This effort was part of the Whole Foods Day of Service.

The idea for the garden came from the school’s garden committee members Larren Adams and Vanessa Quan. The mothers approached the school’s principal, Esther Silvers, more than two years ago with the idea.

“I am very concerned, like most parents, about childhood obesity,” Quan said. “I thought this was a wonderful way to educate children on how to eat healthy.”

When approached by the parents, Silvers said she thought the idea was great and it would allow the children to see their food growing.

The garden in the upper school is next to the playground and now has several beds. Silvers said they put a plant bed in for each grade level.

The students enjoy the opportunity to work in the garden. Fifth grader Alexandra Jepson said she liked the garden because she has learned how to keep a garden healthy.

More than 20 volunteers helped to install four new planting beds and rain barrels on the service day. They also prepared the other six beds for the students to plant fall vegetables.

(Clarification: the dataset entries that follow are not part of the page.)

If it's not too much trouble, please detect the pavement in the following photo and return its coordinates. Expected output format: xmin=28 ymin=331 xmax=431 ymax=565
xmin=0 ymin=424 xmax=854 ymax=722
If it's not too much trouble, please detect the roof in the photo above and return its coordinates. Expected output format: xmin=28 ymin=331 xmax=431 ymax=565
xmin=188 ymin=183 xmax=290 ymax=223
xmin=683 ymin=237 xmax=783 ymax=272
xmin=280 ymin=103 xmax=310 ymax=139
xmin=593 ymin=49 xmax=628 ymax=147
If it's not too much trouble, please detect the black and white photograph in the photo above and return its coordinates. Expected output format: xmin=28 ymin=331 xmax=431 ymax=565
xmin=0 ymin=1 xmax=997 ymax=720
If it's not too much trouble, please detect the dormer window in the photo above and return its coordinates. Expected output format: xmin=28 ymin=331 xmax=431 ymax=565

The day started at 9 a.m. and as parents arrived, Farmer D brought the new plant beds made from cedar wood. Adams said they chose cedar because the wood is not treated with arsenic when it goes through its processing.

On the side of the garden, volunteers with Chattahoochee River Keepers helped spray paint and install the rain barrels while Adams took a few volunteers to the lower school garden to put in one of the plant beds.

“We realized after the end of last year that the lower school children did not have their own creative engagement with the garden unless their teachers planned something around it,” Adams said. “We proposed to the PTA to start one for the lower school.”

Each group joined the effort in various ways. Whole Foods helped to provide $2,000 for the school through its Whole Kids foundation.

Kirstin Howard, marketing team leader for the market, said the foundation desires to help children eat healthier and, through the funds, the school could install benches for the garden to help teachers as they educate their students outside.

The foundation will also participate in the school’s science night that will feature vegetables grown in the garden.